Leader of the Alternative for Germany in the Landtag of Saxony
- Incumbent
- Assumed office 30 September 2017
- Preceded by: Frauke Petry

Member of the Landtag of Saxony
- Incumbent
- Assumed office 29 September 2014
- Constituency: List

Personal details
- Born: 4 August 1964 (age 61) Meissen, East Germany
- Party: Alternative for Germany
- Children: 3
- Alma mater: TU Dresden

Military service
- Allegiance: National People's Army

= Jörg Urban =

German politician (born 1964)

Jörg Urban (born 4 August 1964) is a German politician for the Alternative for Germany (AfD) party and is party leader of the AfD in Saxony. He has been a member of the Landtag of the Free State of Saxony since 2014. Under Urban's leadership, the Saxon AfD moved so strongly towards the right wing that the State Office for the Protection of the Constitution has categorised and is monitoring the party as a "proven right-wing anti constitutional effort" in 2023. The party has been labeled as a far-right organization.

==Career==

Urban was born in 1964 in Meissen. He completed three years of voluntary military service with the National People's Army and studied hydraulic engineering at the Dresden University of Technology.

Urban was formerly affiliated with Grüne Liga, an East German conservationist political movement. He was also briefly a member of German Pirate Party.

In 2013, Urban became a member of the AfD and ran for the City Council of Dresden. Until November 2014 he was chairman of the AfD district association in Dresden. He was elected to the Landtag of Saxony in 2014 on a list seat. In 2017, he succeeded Frauke Petry as the leader of the AfD party in the state of Saxony and the leader of the AfD parliamentary group in the Landtag of Saxony. After the 2019 elections, the AfD became the second largest party in the Saxon landtag, and Urban became the Leader of the Opposition.

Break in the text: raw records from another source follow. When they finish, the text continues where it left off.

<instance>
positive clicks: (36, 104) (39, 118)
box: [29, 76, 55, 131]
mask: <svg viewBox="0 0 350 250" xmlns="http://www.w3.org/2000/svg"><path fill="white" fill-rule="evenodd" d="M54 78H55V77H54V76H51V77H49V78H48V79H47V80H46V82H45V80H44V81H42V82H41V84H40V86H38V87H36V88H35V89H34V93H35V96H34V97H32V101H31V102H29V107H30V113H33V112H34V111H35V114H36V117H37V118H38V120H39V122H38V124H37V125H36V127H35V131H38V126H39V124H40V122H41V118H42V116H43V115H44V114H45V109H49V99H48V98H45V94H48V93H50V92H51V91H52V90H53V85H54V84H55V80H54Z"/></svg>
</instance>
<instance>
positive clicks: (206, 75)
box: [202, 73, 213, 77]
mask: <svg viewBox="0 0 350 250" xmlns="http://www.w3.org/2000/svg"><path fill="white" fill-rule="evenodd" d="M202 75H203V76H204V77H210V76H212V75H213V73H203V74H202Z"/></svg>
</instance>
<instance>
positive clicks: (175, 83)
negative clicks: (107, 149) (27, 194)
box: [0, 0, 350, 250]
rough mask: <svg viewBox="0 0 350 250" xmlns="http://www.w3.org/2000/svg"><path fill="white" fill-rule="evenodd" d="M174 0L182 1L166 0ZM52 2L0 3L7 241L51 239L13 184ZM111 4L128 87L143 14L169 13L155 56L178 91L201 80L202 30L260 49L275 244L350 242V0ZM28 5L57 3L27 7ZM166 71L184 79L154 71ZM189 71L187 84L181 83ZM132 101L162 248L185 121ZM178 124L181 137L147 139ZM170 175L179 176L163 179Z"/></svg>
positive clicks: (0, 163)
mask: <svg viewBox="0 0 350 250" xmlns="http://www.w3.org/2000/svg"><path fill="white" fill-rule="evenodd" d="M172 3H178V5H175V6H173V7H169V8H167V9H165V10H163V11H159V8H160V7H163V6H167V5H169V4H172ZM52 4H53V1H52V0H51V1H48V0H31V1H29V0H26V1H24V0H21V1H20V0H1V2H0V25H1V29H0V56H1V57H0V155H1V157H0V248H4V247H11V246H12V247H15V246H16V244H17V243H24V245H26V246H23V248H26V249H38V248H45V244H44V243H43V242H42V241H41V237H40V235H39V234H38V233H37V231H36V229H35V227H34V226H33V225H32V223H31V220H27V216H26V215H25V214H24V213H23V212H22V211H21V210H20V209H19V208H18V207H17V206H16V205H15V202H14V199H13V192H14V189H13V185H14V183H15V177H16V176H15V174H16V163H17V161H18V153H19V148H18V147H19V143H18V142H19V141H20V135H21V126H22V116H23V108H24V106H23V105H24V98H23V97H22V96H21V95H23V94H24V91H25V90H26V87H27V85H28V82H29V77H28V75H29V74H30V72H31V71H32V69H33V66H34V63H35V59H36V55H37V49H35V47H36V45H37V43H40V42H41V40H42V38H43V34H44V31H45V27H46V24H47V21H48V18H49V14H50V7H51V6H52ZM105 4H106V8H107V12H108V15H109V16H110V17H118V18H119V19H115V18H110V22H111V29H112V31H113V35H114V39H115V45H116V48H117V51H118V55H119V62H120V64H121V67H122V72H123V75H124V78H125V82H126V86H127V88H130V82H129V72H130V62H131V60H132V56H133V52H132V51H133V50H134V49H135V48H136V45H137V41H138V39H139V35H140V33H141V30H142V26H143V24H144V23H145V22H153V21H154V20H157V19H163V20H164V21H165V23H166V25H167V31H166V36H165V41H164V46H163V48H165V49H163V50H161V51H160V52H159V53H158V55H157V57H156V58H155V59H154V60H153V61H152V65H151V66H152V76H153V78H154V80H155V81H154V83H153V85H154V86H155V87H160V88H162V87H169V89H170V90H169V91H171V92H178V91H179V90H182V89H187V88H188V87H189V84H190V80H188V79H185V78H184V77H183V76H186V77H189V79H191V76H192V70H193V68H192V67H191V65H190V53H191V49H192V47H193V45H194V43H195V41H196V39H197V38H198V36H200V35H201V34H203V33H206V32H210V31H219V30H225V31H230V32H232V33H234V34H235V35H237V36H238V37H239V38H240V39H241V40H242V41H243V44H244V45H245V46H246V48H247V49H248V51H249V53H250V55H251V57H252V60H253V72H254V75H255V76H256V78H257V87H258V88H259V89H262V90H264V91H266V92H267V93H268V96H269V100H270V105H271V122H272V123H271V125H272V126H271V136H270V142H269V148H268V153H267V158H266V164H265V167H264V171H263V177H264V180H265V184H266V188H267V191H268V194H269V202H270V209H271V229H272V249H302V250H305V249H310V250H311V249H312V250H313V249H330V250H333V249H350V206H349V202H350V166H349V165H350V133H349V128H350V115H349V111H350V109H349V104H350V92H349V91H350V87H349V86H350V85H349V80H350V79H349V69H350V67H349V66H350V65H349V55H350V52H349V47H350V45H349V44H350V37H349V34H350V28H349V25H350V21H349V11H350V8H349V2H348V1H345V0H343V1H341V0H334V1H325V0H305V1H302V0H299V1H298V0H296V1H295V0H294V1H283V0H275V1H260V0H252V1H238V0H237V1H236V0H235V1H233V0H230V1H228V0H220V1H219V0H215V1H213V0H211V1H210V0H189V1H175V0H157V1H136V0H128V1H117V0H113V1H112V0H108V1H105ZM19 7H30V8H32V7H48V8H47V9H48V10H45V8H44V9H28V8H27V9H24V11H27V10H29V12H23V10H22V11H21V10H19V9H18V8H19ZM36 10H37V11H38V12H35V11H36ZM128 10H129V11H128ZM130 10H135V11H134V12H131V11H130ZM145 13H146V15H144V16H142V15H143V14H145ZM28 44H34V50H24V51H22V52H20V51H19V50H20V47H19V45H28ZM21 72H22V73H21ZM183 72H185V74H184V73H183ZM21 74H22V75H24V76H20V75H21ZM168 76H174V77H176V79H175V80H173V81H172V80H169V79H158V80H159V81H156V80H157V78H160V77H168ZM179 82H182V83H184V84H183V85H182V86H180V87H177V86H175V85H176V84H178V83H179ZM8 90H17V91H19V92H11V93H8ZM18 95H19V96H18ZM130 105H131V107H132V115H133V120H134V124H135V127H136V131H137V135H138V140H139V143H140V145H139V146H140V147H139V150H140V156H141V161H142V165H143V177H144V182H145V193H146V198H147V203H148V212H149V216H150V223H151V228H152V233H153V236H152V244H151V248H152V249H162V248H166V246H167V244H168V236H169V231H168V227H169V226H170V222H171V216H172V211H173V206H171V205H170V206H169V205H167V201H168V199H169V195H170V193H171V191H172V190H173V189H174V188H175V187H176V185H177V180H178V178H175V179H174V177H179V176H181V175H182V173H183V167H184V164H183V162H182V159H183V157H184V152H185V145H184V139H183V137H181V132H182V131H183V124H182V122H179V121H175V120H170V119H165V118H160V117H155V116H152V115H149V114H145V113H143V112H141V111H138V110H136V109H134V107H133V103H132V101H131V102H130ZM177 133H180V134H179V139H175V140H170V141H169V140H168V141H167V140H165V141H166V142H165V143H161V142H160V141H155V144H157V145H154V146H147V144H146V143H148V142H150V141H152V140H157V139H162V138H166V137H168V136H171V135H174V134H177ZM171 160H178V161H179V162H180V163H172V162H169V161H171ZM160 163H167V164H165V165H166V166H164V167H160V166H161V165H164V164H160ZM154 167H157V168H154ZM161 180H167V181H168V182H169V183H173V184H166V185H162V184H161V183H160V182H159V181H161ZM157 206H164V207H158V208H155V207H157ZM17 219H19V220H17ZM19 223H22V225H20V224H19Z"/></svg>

He has described AfD and Pegida as "the same movement", and has spoken at Pegida rallies after open cooperation with the group was permitted by the AfD in 2018.

In March 2023 Urban stated that he aims to be top candidate for 2024 Saxony State election. AfD-federal chairmen Tino Chrupalla is supporting Urban.

==Personal life==

Jörg Urban has lived in Dresden since 1986, is married, has three children. He is a Non-denominational Christian.